Assegno divorzile: come valutare il contributo alla carriera del partner?

01 AGOSTO 2023 | Separazione e divorzio

di Avv. Luana Momesso

IL CASO La Corte d'appello di Ancona, in parziale riforma della sentenza di primo grado, dichiarativa della cessazione degli effetti civili del matrimonio, aveva ridotto la misura dell’assegno divorzile in favore dell’ex marito fissandolo in € 200.

I giudici, infatti avevano ritenuto sussistenti le condizioni che giustificavano l’erogazione dell’assegno divorzile in favore dell’ex coniuge, con particolare riguardo all’apporto economico dato dall’ex marito nei primi anni di matrimonio alla ex moglie, consentendole di completare gli studi e di acquisire, quindi, una buona posizione lavorativa e professionale.

Invero, fin dall’inizio del matrimonio il marito aveva sostenuto economicamente l’intera famiglia, dapprima consentendo alla ex moglie di laurearsi, poi di poter accedere al dottorato di ricerca, ed infine di avviare l’attività professionale sostenendone i costi iniziali.

La Corte d’appello, riteneva che la stabilizzazione economica della moglie, raggiunta nel 2012, dopo circa vent’anni di matrimonio ed il conseguente miglioramento delle sue condizioni economiche erano il frutto dell’aiuto dato dal marito durante il matrimonio, costituendo il presupposto per il riconoscimento dell’assegno divorzile in suo favore.

La Corte territoriale, infine, aveva considerato irrilevante il fatto che il marito non avesse operato alcun sacrificio delle proprie aspettative lavorative e reddituali, in quanto il criterio compensativo richiede di valutare gli effetti e le conseguenze delle scelte operate dai coniugi in costanza di matrimonio, e quindi di tenere in considerazione non solo eventuali occasioni di lavoro mancate ma anche di apprezzare i vantaggi ottenuti da un coniuge grazie al contributo fornito dall’altro.

Il marito, infatti, pur continuando a svolgere la stessa attività lavorativa, aveva messo a disposizione della moglie, negli anni, le somme necessarie per completare il percorso di studi universitari e avviare la propria attività professionale che, a distanza di anni, le consentiva di percepire redditi molto più importanti rispetto all’ex coniuge.

Pertanto la Corte distrettuale, tenuto conto delle funzioni perequativo-corrispettiva e compensativa dell’assegno divorzile, valutate le condizioni economiche delle parti, la durata del matrimonio e lo squilibrio significativo fra le due posizioni reddituali, stabiliva che il valore del contributo economico dato dal marito alla conduzione e realizzazione della vita familiare dovesse quantificarsi in € 200 mensili.

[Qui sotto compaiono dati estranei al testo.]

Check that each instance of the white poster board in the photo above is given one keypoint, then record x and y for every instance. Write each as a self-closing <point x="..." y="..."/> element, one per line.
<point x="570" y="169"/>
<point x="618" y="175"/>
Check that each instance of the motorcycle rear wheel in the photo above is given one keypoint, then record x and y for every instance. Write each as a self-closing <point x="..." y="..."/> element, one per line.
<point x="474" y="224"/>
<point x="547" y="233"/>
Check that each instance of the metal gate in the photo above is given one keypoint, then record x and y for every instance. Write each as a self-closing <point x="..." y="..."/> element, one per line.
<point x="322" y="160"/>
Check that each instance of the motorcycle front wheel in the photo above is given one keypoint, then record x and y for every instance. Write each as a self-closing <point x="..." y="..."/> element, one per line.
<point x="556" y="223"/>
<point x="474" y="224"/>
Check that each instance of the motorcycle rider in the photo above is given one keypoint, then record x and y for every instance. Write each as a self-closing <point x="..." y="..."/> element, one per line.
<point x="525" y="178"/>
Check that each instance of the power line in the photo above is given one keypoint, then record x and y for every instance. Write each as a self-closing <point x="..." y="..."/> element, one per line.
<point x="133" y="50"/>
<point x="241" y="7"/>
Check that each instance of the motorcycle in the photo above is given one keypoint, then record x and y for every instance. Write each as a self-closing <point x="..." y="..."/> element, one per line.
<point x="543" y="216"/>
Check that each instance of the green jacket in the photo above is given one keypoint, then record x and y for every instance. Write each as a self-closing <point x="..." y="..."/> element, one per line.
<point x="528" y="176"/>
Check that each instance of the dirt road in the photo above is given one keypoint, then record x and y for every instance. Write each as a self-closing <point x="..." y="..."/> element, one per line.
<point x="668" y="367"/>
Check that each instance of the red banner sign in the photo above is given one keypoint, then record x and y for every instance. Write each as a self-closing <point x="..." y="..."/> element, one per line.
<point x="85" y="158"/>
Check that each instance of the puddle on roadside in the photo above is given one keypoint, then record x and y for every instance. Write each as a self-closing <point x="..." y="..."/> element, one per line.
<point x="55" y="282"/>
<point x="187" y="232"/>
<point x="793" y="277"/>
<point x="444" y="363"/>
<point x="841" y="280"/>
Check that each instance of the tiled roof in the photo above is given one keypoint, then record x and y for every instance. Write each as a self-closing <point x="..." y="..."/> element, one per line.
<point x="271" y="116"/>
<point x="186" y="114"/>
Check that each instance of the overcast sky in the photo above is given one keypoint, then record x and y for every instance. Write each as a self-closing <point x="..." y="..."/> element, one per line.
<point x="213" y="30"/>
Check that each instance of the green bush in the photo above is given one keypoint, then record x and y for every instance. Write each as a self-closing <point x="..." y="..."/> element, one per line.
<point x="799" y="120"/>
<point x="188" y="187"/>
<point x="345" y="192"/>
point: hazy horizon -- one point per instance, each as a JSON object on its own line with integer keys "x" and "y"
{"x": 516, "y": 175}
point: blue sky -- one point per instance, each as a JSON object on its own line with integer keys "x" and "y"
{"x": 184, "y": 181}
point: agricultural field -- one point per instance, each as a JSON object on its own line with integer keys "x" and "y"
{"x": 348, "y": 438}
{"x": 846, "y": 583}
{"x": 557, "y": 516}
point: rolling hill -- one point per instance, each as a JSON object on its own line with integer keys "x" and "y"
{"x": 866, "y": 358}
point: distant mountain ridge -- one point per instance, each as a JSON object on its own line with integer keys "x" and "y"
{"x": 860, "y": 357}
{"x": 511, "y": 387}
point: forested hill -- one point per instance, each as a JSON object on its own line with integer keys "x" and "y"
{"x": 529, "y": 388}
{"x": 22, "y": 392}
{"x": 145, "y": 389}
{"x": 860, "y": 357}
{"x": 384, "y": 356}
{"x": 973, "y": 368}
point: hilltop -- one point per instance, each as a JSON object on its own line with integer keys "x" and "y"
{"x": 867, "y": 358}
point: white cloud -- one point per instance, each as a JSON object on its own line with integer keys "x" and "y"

La ex moglie proponeva ricorso per Cassazione affidandolo ad un unico motivo, sostenendo che l’apporto economico ricevuto durante la vita coniugale non aveva portato ad alcuna rinuncia dell’ex marito ad una brillante carriera ed aspettativa di successo, ma rientrava nell’assolvimento del dovere di solidarietà giuridico e morale verso il coniuge più giovane che all’epoca del matrimonio non aveva completato ancora il suo ciclo di studi.

LA DECISIONE: La Corte di Cassazione, con l’ordinanza in esame, valorizza in particolare la funzione compensativa dell’assegno divorzile, precisando che tale criterio richiede di valutare le scelte e le conseguenze operate dai coniugi durante il matrimonio, tenendo conto non solo delle occasioni di lavoro mancate ma anche dei vantaggi ottenuti da un coniuge ricollegabili al contributo fornito dall’altro.

La Corte ritiene, quindi, espressione della funzione compensativa dell’assegno sia l’apporto fornito dall’ex moglie al menage familiare ma anche l’apporto dato dal marito, considerato la parte “economicamente più debole”, al nucleo familiare e alla giovane moglie per il ventennio di durata del matrimonio.

La Cassazione, rigettando il ricorso, precisa che il riconoscimento all’assegno divorzile, per la sua funzione compensativa, mira a controbilanciare la notevole differenza reddituale dei coniugi, effetto delle scelte di vita effettuate in costanza di matrimonio: il contributo economico del marito, che aveva destinato alla ex moglie parte delle proprie risorse economiche, le aveva generato un evidente vantaggio nella carriera professionale cui, altrimenti, avrebbe dovuto rinunciare.

La Corte ha ritenuto quindi che il giudice d’appello avesse fatto corretta interpretazione dell’art. 5 della L. n. 898 del 1970, in applicazione del principio espresso dalla nota sentenza delle Sezioni Unite n. 18287/2018.